La Corte di Cassazione, sezione tributaria, con la sentenza n. 27837 depositata il 12 dicembre 2013 intervenendo in tema di ammissibilità del ricorso tributario ha statuito che il ricorso depositato alla Commissione Tributaria è ammissibile anche quando il contribuente non ha allegato copia dell’atto impositivo che può essere acquisito d’ufficio dal giudice.
La vicenda ha riguardato un contribuente a cui veniva notificato un avviso di liquidazione dell’Invim emesso dall’Amministrazione finanziaria seguito della rettifica del valore di un terreno da essa alienato. Il contribuente impugnava il predetto atto impositivo con ricorso depositato alla Commissione Tributaria Provinciale che dichiarava inammissibile il ricorso per mancata allegazione della copia dell’atto impugnato. Avverso la decisione del giudice di prime cure il contribuente ricorreva alla Commissione Tributaria Regionale che confermava la sentenza di primo grado.
Il contribuente per la cassazione della sentenza del giudice di merito proponeva ricorso, affidandosi a sette motivi di censura, alla Corte Suprema.
Gli Ermellini ribaltano, rinviando ad altra sezione della CTR, la decisione di merito accogliendo le doglianze del ricorrente, in particolare, il motivo secondo cui la CTR avrebbe dovuto riformare la decisione della CTP per non aver utilizzato i poteri d’ufficio tesi a imporre alle parti il deposito della copia dell’atto impugnato, essenziale ai fini della decisione.
Per i giudici del Palazzaccio in materia di contenzioso tributario “la sanzione processuale della inammissibilità del ricorso è disposta soltanto nel caso di mancato deposito degli atti e documenti espressamente previsti (per il nuovo contenzioso, dal 1° comma dell’articolo 22 del d.lgs. n. 546/1992, non anche degli atti previsti dal 4° comma dello stesso articolo). Sicché – è stato affermato – l’originale o la fotocopia dell’atto impugnatopuò essere prodotto anche in un momento successivo o su impulso del giudice tributario, che si avvalga, per le cause soggette al d.lgs. n. 546 del 1992, dei poteri previsti dal 5° comma del citato articolo 22 (Cass. n. 18872-07; n. 4431-10)”.

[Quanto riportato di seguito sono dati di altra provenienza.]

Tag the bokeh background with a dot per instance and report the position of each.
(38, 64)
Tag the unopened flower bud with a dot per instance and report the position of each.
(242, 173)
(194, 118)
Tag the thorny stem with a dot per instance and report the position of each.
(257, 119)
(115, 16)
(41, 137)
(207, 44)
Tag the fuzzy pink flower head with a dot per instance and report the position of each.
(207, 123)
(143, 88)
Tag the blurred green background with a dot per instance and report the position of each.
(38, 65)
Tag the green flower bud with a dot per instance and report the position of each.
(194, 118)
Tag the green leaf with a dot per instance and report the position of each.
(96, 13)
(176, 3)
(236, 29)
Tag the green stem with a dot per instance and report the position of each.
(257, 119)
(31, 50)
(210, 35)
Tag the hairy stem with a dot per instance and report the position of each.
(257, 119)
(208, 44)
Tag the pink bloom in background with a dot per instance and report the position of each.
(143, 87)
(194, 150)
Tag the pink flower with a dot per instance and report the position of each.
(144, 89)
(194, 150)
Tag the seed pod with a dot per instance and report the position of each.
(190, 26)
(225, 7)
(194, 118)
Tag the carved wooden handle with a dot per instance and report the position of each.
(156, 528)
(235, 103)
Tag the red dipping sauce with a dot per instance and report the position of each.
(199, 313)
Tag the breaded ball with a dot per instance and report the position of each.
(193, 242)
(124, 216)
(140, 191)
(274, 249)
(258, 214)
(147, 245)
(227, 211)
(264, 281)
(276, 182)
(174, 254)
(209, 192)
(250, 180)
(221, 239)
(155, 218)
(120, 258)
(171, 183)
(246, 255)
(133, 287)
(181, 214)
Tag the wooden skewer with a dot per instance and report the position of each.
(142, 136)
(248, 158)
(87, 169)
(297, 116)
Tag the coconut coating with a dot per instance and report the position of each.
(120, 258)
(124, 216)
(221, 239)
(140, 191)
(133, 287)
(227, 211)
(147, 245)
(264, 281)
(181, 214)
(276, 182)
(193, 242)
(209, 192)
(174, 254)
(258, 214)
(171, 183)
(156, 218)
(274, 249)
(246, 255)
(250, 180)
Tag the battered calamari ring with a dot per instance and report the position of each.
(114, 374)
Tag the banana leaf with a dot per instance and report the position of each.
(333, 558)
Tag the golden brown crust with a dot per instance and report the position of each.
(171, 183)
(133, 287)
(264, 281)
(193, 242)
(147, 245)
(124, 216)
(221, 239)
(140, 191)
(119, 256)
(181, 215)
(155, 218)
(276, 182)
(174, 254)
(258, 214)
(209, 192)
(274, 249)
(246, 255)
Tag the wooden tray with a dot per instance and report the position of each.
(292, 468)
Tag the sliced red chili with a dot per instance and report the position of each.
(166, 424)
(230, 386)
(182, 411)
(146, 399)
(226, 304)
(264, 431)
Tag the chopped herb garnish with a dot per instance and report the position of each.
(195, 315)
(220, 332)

La Corte di Cassazione ha puntualizzato che il sopra richiamato principio vale anche in rapporto al testo dell’articolo 15 dell’anteriore D.P.R. n. 636 del 1972 (vigente all’epoca dei fatti di causa) e tale conclusione, seppure osteggiata da una parte minoritaria della dottrina, è sorretta dall’interpretazione sistematica e letterale del D.P.R. 636 citato, anche tenuto conto della scelta ribadita nell’articolo 22 del D.Lgs. n. 546 del 1992.
Per gli Ermellini la sanzione processuale dell’inammissibilità del ricorso è pur sempre da relegare nell’alveo delle misure eccezionali sicché, con riguardo alle controversie come quelle di specie soggette al regime processuale previgente, essa poteva essere disposta solo per mancanza o assoluta incertezza di uno degli elementi indicati nel primo comma dell’articolo 15 del D.P.R. n. 636/1972. Anche rispetto al regime processuale previgente, allora, era da considerare corretta la conclusione che il mancato deposito dell’atto impugnato, ove di questo fossero stati puntualmente indicati gli estremi identificativi, poteva essere supplito dalla produzione anche in un momento successivo, ed eventualmente su impulso del giudice tributario.